+0

# Not really a math question, more physics, but I'm lost so if someone here could help me out I'd really appreciate it!

0
199
3

Not really a math question, more physics, but I'm lost so if someone here could help me out I'd really appreciate it, it's 00:40 and I'm panicking because I don't understand them oof! It's about the lensformula.
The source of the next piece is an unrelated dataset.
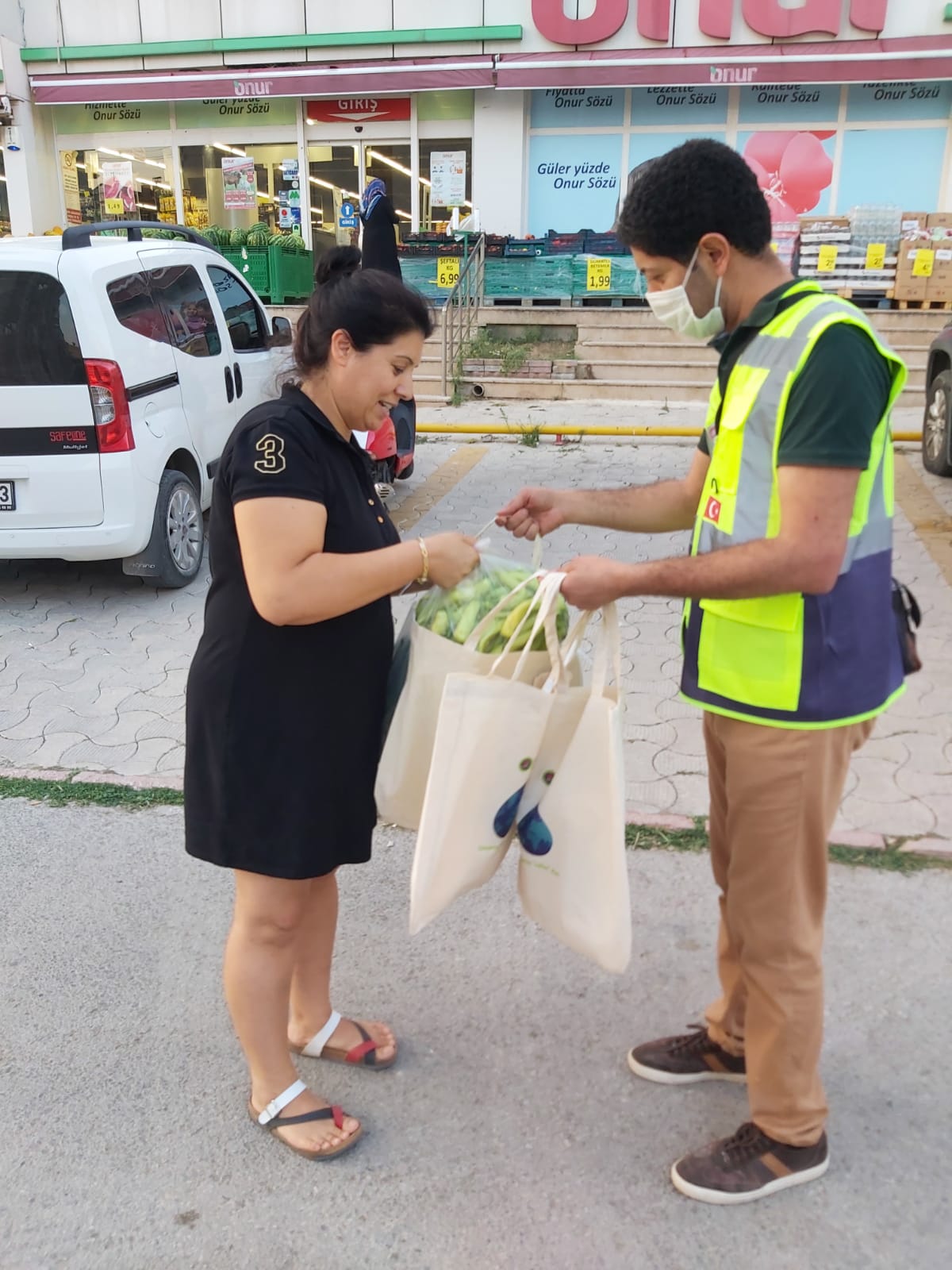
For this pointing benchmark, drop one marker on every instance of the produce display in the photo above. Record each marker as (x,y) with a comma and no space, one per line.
(456,614)
(258,235)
a. An arrow of 2cm length stands about 6cm away from a convex lens (f = 2cm). How long is the image of the arrow?

[  ] A 1 cm  [  ] D 4 cm

[  ] B 2 cm  [  ] E 6 cm

[  ] C 3 cm

b. A windmill on an lcd-screen of a beamer is 3 cm high. On the projectionscreen the windmill is 90 cm high. The lens has a strength of 10 dpt.
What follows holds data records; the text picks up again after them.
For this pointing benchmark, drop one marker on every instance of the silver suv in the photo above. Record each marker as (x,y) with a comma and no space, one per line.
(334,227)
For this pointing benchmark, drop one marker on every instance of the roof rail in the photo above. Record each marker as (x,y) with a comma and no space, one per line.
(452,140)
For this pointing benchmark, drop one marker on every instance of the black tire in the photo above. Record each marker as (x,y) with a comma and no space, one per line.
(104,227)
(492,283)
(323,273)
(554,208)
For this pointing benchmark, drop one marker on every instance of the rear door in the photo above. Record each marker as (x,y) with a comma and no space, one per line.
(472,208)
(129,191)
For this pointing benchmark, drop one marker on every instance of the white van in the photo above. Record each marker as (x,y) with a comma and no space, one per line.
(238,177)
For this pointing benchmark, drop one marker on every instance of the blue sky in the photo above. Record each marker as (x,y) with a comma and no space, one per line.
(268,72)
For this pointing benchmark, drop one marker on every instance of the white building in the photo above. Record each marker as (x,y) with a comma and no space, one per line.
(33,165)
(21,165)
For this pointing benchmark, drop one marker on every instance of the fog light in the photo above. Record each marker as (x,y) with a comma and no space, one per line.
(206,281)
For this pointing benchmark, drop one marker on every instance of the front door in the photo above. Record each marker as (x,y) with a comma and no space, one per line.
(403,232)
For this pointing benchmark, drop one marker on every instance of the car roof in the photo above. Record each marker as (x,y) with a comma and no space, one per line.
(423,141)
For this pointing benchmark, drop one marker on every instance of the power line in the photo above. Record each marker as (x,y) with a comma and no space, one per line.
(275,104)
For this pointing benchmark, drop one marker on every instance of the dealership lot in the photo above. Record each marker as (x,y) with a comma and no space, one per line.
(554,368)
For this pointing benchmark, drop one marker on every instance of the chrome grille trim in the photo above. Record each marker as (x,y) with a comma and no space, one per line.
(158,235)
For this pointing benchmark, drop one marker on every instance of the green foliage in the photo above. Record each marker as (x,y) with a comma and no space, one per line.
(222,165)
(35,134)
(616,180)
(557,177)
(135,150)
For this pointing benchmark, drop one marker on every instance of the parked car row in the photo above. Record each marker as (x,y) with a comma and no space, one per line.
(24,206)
What's the distance from the lens to the lcd-screen

[  ] A 0,103 cm  [  ] C 10,0 cm

[  ] B 5,15 cm    [  ] D 10,3 cm

Dec 17, 2018

#1
+770
+1

a)

Height of arrow = 2cm

Distance from lense = 6cm

Focal length = 2cm

Formula: 1/f = 1/v +1/u               Note: f = focal length, v = image of arrow's distance from lens, u = object's distance from lens

notice that the values are inverted because they are on the opposite side of the lens (opposite side of the arrow)

-1/2 = -1/6 +1/v

1/v = -1/2 + 1/6, which simplifies into 1/v = -1/3

v = -3 cm

This means that the height of the image is upside down, but it is still 3 cm.
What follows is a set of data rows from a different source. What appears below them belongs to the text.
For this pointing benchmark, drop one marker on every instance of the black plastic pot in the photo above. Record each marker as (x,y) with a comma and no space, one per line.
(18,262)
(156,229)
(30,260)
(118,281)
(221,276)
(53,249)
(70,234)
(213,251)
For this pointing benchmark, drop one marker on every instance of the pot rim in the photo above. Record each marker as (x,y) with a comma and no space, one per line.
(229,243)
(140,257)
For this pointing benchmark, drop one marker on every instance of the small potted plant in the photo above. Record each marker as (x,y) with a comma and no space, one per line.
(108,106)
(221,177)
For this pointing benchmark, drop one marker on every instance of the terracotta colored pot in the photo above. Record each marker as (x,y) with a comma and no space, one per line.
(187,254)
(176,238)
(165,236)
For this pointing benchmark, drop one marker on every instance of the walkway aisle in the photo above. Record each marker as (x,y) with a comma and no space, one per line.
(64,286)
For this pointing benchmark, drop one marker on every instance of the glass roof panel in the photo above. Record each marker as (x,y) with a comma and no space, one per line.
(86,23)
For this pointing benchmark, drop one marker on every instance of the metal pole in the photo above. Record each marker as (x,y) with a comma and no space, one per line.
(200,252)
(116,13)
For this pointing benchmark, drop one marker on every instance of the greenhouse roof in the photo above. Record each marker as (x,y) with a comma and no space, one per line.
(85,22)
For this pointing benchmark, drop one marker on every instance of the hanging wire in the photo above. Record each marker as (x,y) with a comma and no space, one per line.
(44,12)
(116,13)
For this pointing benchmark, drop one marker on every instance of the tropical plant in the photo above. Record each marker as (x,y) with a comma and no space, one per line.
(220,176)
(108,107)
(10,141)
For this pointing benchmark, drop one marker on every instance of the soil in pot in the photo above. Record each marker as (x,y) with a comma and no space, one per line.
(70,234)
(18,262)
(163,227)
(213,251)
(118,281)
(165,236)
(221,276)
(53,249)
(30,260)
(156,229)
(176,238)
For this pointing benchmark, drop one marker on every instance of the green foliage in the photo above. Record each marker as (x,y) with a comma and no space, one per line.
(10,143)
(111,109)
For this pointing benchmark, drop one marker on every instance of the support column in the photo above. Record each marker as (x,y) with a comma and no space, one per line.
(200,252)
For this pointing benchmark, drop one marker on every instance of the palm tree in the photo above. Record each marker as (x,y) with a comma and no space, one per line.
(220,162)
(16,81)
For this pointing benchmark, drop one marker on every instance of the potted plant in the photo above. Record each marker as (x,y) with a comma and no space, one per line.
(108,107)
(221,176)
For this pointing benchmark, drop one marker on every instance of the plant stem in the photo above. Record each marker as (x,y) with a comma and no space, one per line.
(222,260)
(If you know physics, the virtual image behind the convex lens turns upside down if the object is behind the focal point of the convex lens.)

Height of image/Height of object = -v /u = 3/6 = 1/2

Height of image / 2 = 1/2                                Note: height of image (virtual reflection) of arrow = h

Multiply by 2 on both sides to get \(\boxed{h = 1cm}\).

The answer to a) is \(\boxed{A}\).

Hope this helps,

- Partial Physician (Partial Mathematician)

Dec 18, 2018
edited by PartialMathematician  Dec 18, 2018
#2
+770
+1

For b), try to follow along with what I did in a). Use the variable "v" to represent the "virtual image's distance from the convex lens".

I'll give you the starting variables.

Height of windmill = 3cm = height of object

Height of virtual image = 90 cm = h

Lens strength = 10 dpt = focal length 10 cm

- Partial Physician/Mathematician

PartialMathematician  Dec 18, 2018
#3
0

Height of windmill = 3cm = height of object

Height of virtual image = 90 cm = h

Lens strength = 10 dpt = focal length 10 cm

Formula: 1/f = 1/v +1/u

1/10 = 1/3 + 1/u

1/u = 1/f - 1/u

1/u = 1/10 - 1/3

1/u = -0,2333 or - 7/30

-v /u = - 7/30 / 1/3 = -0,1

so it'd be C then?

Guest Dec 23, 2018